Em abril de 1993, eu e meu filho Richard, viajamos ao nordeste goiano para visitar o Parque Estadual Terra Ronca localizado numa região aonde o Cerrado ainda estava, mais ou menos, preservado e, mais uma vez, rever a fabulosa Caverna de Terra Ronca.

Viajamos o dia todo para pernoitarmos em São Domingos.

De manhã, depois de um rápido passeio pela cidade, fomos diretos ao Parque Estadual Terra Ronca, no município de São Domingos, localizado nas fraldas da Serra Geral de Goiás, maciço que separa o estado de Goiás da Bahia.

Ao longo da estrada, intermitentes serras de rocha calcária do grupo Bambuí nos prendiam à atenção. Como se fossem amontoados de blocos rochosos, nas cores cinza a cinza-chumbo, que por milhões de anos tiveram suas superfícies recortadas e carcomidas pela ação do vento e da água, as serras se mostravam intrigantes e imponentes.
No cume, silhuetas dos grandes Cereus Pierre-braunianus enfeitavam o horizonte, dividindo espaço com outras importantes espécies da flora goiana, como o Pilosocereus diersianus, Siccobaccatus estevesii, Euphorbia estevesii e Encholirium eddie-estevesii.

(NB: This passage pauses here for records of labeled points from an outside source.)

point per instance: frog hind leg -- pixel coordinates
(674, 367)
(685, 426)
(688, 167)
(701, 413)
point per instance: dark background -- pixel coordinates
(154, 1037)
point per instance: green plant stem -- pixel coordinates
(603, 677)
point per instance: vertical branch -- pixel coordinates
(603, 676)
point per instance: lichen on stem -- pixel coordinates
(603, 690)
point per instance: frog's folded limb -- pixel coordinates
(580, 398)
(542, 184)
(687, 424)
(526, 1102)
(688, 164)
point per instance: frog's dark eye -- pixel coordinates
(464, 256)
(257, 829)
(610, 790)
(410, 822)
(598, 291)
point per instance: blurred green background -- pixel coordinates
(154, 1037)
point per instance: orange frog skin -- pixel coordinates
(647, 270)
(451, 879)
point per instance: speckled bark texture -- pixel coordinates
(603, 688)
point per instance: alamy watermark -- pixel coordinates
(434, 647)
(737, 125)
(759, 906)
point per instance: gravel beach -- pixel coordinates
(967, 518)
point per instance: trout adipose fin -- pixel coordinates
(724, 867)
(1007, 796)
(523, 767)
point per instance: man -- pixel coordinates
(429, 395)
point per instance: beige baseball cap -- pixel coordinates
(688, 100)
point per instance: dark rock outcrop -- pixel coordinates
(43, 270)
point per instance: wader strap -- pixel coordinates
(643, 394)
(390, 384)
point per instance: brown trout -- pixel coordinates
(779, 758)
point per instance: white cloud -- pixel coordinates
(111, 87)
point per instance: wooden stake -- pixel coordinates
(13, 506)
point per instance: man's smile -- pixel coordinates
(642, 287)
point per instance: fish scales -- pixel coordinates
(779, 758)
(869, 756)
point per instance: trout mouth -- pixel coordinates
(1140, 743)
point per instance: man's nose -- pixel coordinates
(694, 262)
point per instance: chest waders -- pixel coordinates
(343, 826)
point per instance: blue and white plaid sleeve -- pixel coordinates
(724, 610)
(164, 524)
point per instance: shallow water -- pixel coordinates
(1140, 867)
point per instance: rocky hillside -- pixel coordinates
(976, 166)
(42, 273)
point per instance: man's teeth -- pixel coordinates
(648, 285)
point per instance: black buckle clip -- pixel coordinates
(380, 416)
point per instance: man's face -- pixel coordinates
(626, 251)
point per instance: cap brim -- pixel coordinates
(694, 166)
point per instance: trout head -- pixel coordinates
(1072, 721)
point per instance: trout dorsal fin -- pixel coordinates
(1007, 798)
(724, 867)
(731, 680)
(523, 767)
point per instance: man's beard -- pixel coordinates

Serras do Parque Estadual Terra Ronca, em destaque o Cereus pierre-braunianus

Siccobaccatus estevesii

Pilosocereus diersianus

Euphorbia estevesii

Encholirium eddie-estevesii

 

Parque Estadual Terra Ronca

 

O Parque Estadual Terra Ronca, criado em 7 de julho de 1989, tem área de 57.018 hectares e limites, estabelecidos em agosto de 1996. É destinado a proteger os rios e cachoeiras, bem como a fauna, flora e a paisagem natural da região e, para proteger, principalmente o patrimônio espeleológico do mais expressivo conjunto de cavernas América Latina, sendo que, as mais famosas são Terra Ronca, Angélica, São Bernardo, e São Mateus. 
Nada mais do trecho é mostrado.